Ok well.....i just talked to someone at affordable solar . com and this fool just tried to tell me it was going to cost over 10k to hook up my water pump SERIOUSLY? what ever.....didnt sound like he even wanted to talk to me.....


----------



## NaeKid

I had posted this link up before, but, it may need to be repeated ..

Solar Water Pumping | Solar Panels from EnergyPro, Inc.

A solar-panel can be hooked to a well-pump that is designed for it. That well-pump can fill a water-barrel for animals to drink from or can be used to fill a cistern under the house for household-use.

It doesn't need to be overly expensive or fancy - just do the job simply.


----------



## Nadja

Concerned_ Citizen said:


> Ok well.....i just talked to someone at affordable solar . com and this fool just tried to tell me it was going to cost over 10k to hook up my water pump SERIOUSLY? what ever.....didnt sound like he even wanted to talk to me.....


I may be able to help you out, but first a couple of questions . Does it run on demand or do you manually turn it on and fill a water tank which then feeds your house etc ?


----------



## briar

We have a "Simple well pump " from the simple pump company , I am just getting ready to electrify it , (12 volt solar panel ) they sell a motor for it , it is a jack type pump , they state it will presureise a house system . and will pump up to 100 PSI .


----------



## Concerned_ Citizen

Nadja said:


> I may be able to help you out, but first a couple of questions . Does it run on demand or do you manually turn it on and fill a water tank which then feeds your house etc ?

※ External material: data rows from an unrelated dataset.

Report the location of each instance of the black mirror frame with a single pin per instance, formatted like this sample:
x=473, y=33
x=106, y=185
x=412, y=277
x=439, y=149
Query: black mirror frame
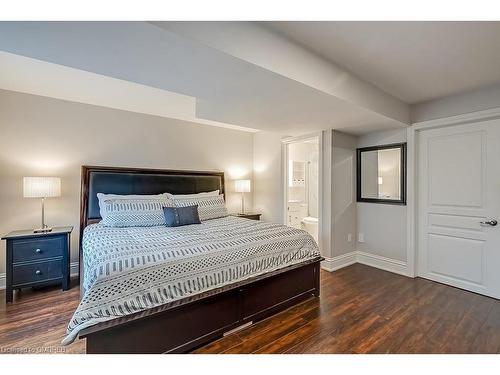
x=401, y=201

It runs on demand......the fills a pressurized tank reservoir


----------



## LincTex

He might not be that far off.... I would expect to have to pay AT LEAST $1000 for the pump (these are pretty specialized units), and another $3000 for panels and other parts. That is pretty basic, and will NOT pull a lot of water to the surface (90 feet down). Don't have any family reunions at your place, it won't keep up.

You need a cistern for storage for when you have cloudy days. And another pump for the cistern to pressurize the house. And if it is coudy several days in a row, you need a back-up source of power.

You are doing well with starting your research, but please do not get shocked when you find out how much a lot of this stuff costs. Do NOT get "the cheapest way possible" or you will be very disappointed with the results. It really stinks to not have water when you need it.


----------



## HELIXX

Concerned_ Citizen said:


> Ok well.....i just talked to someone at affordable solar . com and this fool just tried to tell me it was going to cost over 10k to hook up my water pump SERIOUSLY? what ever.....didnt sound like he even wanted to talk to me.....


Looked like we needed 40 solar panels for a regular home.
The batteries are the expensive part. $600 to $1200.00 each.
Even the good batteries $1200.00 only last 8 to 10 years
Panels 20 years if your lucky.
Then there's the electronic's. And you know how dependable electronics are.


----------



## GreyWolf

HELIXX,
What kind of batteries are those at that price? I've been checking into the Trojan T105's which cost about $125 each.


----------



## LincTex

GreyWolf said:


> HELIXX,
> What kind of batteries are those at that price? I've been checking into the Trojan T105's which cost about $125 each.


Good q, sounds BIG...

Another popular battery besides t105's are the L16's:

Trojan Battery L-16PO, 6V, 390Ah

These are under $300 a piece and are 390Ah each... 
a little smaller than 2-T105's together (225 Ah each = 450 Ah per pair)


----------



## HELIXX

GreyWolf said:


> HELIXX,
> What kind of batteries are those at that price? I've been checking into the Trojan T105's which cost about $125 each.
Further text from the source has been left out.